Islamic Constitutional Law versus Secular Absolutism
The most brilliant Paleo-Conservative yet to emerge among Muslims in America has just published a path-breaking book. This intellectual breakthrough by Abdullahi Ahmed An-Na`im is entitled Islam and the Secular State: Negotiating the Future of Shari`a. As Charles Howard Candler Professor of Law at Emory University, An-Na`im has for more than twenty years been a tireless proponent of a deeply religious but liberal-modernist reformation of Islamic politics and ethics. Published just five years after his flight from the Sudan in April 1985 (after the Numeiri regime executed his Sufi teacher, Mahmoud Mohamed Taha), An-Na`im’s Toward an Islamic Reformation: Civil Liberties, Human Rights, and International Law established him as one of our era’s most articulate exponents of the Islamic grounds for constitutionalism and human rights.
An-Na’im’s background includes the same “baggage” that some other great scholars carry who dismiss the ahadith and do not yet appreciate the role of the normative maqasid as a methodology for evaluating the hadith and sirah as this is being revived by the International Institute of Islamic Thought. Although his latest book is billed as the culmination of his life’s work, more likely, in sha’a Allah, it is a work in transition.
Professor An-Na’im, echoes Edmund Burke, who was the original Paleoconservative in the English Whig tradition of the 18th century, and its greatest contemporary philosopher, the 20th century’s Russell Kirk. The most famous of the paleo-conservatives, Thomas Jefferson, who was routinely attacked politically as an atheist, wrote that, “No people can remain free unless they are properly educated; education consists primarily in learning virtue; and no people can remain virtuous unless all life, both personal and public, is infused with awareness of a loving Providence [his word for God].”
Dr. An-Na’im’s major failing, at least in the American environment, is his use of the term “secular” in the sense of neutrality toward “religion.” In American parlance, though not in most of the rest of the English-speaking world, secularism means hostility toward all religion. This is basic to the modernist elevation of political corporatism, known as the “sovereign state,” to the level of an ultimate authority or false god, as in “the Islamic state,” or “the Jewish state,” or the “American Christian State.” This immanent opposite of constitutional governance based on the transcendent authority of universal natural law, the Sunnat Allah, leads to oppressive extremism by denying the very existence of multiple levels of identity and community, ranging from the nuclear human family to entire nations and even to the community of humankind or of sentient beings throughout the universe.
The profound approach of Dr. An-Na’im is the subject of a whole series of books that have been and are being translated at the International Institute of Islamic Thought in Herndon, Virginia, to rescue from six centuries of obscurity the normative law paradigm developed over many centuries by some of humankind’s greatest minds in the maqasid al shari’ah.

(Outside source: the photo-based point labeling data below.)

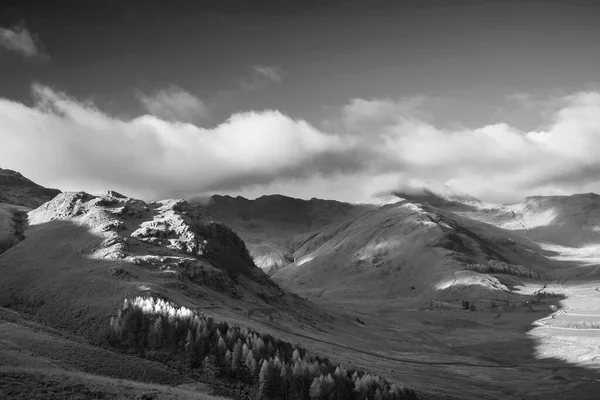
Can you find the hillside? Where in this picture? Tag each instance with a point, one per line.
(17, 190)
(83, 254)
(18, 195)
(270, 225)
(414, 252)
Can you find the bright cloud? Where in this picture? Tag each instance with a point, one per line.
(19, 39)
(175, 104)
(376, 145)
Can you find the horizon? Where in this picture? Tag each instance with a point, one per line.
(499, 100)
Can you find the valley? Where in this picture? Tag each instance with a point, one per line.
(443, 298)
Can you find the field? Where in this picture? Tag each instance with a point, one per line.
(39, 362)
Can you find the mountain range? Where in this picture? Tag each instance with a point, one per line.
(427, 289)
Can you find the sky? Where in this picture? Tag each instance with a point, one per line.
(332, 99)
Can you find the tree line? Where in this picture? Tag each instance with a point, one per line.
(270, 367)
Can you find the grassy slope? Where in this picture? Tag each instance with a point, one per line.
(270, 224)
(383, 254)
(40, 362)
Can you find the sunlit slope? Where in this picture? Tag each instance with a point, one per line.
(410, 251)
(15, 189)
(83, 254)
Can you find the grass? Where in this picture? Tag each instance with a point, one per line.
(24, 385)
(579, 324)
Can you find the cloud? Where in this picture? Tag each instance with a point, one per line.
(377, 145)
(19, 39)
(261, 75)
(65, 143)
(175, 104)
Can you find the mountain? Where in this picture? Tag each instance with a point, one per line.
(411, 251)
(18, 195)
(564, 220)
(17, 190)
(82, 254)
(271, 224)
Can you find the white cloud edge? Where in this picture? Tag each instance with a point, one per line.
(268, 151)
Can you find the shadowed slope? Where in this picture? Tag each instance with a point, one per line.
(83, 254)
(410, 251)
(17, 190)
(270, 224)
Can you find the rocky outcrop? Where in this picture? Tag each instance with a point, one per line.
(17, 190)
(170, 236)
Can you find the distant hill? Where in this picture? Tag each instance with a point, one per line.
(18, 195)
(17, 190)
(414, 252)
(83, 254)
(270, 225)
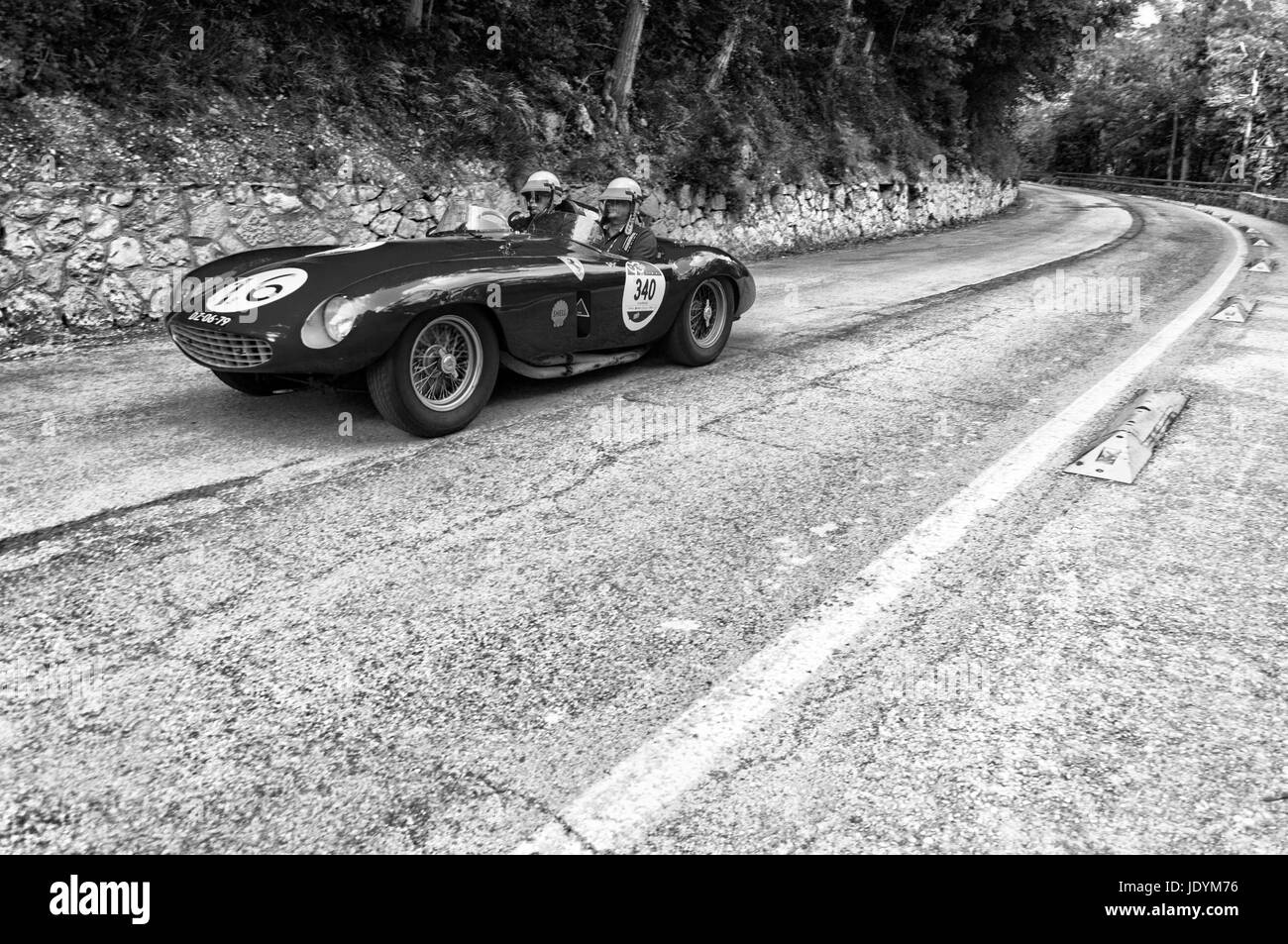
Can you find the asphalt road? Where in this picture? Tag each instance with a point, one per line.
(230, 627)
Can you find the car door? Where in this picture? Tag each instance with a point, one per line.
(627, 299)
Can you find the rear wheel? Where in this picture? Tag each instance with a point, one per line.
(438, 374)
(702, 325)
(256, 384)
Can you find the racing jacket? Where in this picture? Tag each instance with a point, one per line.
(634, 241)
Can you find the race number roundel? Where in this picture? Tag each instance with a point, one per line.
(642, 295)
(258, 290)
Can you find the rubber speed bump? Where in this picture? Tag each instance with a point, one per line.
(1129, 441)
(1232, 309)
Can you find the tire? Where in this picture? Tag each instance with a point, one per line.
(411, 385)
(702, 325)
(256, 384)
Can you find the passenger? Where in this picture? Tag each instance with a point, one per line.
(544, 193)
(627, 236)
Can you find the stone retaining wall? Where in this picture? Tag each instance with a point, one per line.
(85, 258)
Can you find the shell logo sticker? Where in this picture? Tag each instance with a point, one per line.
(254, 291)
(642, 295)
(575, 264)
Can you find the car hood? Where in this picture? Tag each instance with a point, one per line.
(283, 284)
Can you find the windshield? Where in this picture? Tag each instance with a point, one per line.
(471, 218)
(570, 226)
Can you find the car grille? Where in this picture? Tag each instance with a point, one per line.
(218, 348)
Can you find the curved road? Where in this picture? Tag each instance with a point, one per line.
(228, 626)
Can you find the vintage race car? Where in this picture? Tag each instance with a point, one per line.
(428, 322)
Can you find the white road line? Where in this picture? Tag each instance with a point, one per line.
(617, 811)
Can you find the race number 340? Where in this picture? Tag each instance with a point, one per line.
(642, 295)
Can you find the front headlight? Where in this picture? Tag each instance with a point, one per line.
(339, 317)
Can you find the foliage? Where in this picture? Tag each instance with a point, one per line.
(941, 76)
(1189, 76)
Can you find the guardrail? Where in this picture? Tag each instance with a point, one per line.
(1215, 193)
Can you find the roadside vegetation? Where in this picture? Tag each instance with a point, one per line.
(711, 90)
(1201, 94)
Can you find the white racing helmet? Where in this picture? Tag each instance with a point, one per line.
(622, 188)
(544, 181)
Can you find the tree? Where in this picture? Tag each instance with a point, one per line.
(623, 65)
(728, 40)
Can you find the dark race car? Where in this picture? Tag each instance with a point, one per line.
(428, 322)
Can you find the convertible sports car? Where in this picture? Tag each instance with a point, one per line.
(428, 322)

The IIIT’s major effort includes books recently written and under preparation, including my own, “The Natural Law of Compassionate Justice” and one under preparation, “The Natural Law of Faith-Based Reconciliation.” Both of these may serve as introductions to a monumental Faith-Based Encyclopedia of Natural Law, which is designed to provide a framework functionally equivalent to Professor An-Na’im’s but with greater reliance on the Islamic intellectual heritage embodied in the maqasid and with more culturally sensitive terminology for an era in which ontological, epistemological, and politico-economic relativism has almost eliminated even the concept of justice.
The essential paleo-conservatism at the core of all world religions and in Dr. An-Na’im writings would be more acceptable to Americans if he based all his writings on the normative paradigm enshrined in the Preamble of the American Constitution, which lists the purposes of founding The Great American Experiment. These start with justice and end with freedom, because order, prosperity, and freedom are the product of transcendent justice.